Making safe file names
Dave Angel
davea at davea.name
Tue May 7 20:14:54 EDT 2013
On 05/07/2013 03:58 PM, Andrew Berg wrote:
> Currently, I keep Last.fm artist data caches to avoid unnecessary API calls and have been naming the files using the artist name. However,
> artist names can have characters that are not allowed in file names for most file systems (e.g., C/A/T has forward slashes). Are there any
> recommended strategies for naming such files while avoiding conflicts (I wouldn't want to run into problems for an artist named C-A-T or
> CAT, for example)? I'd like to make the files easily identifiable, and there really are no limits on what characters can be in an artist name.
>
So what you need first is a list of allowable characters for all your
target OS versions. And don't forget that the allowable characters may
vary depending on the particular file system(s) mounted on a given OS.

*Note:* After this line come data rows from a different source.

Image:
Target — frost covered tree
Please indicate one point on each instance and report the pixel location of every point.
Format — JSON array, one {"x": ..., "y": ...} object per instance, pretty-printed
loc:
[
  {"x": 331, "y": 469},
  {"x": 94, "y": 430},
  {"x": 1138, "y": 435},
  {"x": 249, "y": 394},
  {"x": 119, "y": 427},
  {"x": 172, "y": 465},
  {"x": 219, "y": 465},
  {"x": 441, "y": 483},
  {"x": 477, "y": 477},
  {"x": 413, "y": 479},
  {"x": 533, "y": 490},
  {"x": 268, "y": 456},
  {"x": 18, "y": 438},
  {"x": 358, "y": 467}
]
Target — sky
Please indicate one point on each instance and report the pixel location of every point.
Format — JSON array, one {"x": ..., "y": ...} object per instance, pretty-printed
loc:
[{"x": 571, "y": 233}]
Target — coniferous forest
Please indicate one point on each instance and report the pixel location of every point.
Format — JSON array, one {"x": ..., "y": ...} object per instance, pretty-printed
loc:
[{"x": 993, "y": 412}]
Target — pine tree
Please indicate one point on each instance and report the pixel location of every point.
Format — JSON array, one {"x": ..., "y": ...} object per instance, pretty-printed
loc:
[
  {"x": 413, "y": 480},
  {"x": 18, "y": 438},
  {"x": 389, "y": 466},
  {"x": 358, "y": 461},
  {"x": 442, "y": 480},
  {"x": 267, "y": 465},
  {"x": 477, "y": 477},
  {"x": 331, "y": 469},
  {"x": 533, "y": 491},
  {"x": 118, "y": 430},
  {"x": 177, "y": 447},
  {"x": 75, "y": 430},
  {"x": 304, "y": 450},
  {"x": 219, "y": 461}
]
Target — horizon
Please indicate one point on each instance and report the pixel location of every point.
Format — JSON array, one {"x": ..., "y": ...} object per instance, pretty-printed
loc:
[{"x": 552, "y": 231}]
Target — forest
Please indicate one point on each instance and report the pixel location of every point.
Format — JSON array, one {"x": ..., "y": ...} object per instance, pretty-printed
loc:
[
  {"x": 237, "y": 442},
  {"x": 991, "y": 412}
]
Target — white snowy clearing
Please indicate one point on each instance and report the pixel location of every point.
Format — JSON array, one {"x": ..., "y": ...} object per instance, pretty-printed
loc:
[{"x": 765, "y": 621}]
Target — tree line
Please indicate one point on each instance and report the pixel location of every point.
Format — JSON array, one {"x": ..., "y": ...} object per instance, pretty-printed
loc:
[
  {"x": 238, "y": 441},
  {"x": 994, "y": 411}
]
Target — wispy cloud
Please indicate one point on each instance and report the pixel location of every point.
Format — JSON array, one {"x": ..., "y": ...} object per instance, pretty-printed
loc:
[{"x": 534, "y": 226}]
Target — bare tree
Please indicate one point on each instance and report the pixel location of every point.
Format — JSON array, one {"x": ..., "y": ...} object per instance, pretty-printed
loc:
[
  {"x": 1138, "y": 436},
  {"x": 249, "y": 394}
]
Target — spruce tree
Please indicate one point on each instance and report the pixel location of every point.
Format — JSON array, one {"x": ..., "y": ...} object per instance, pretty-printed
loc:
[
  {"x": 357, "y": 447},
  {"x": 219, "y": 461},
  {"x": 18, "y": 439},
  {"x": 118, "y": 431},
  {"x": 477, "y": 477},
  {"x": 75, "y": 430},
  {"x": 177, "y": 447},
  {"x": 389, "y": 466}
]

You also need to decide how to handle Unicode characters, since they're
different for different OS. In Windows on NTFS, filenames are in
Unicode, while on Unix, filenames are bytes. So on one of those, you
will be encoding/decoding if your code is to be mostly portable.
Don't forget that ls and rm may not use the same encoding you're using.
So you may not consider it adequate to make the names legal, but you
may also want they easily typeable in the shell.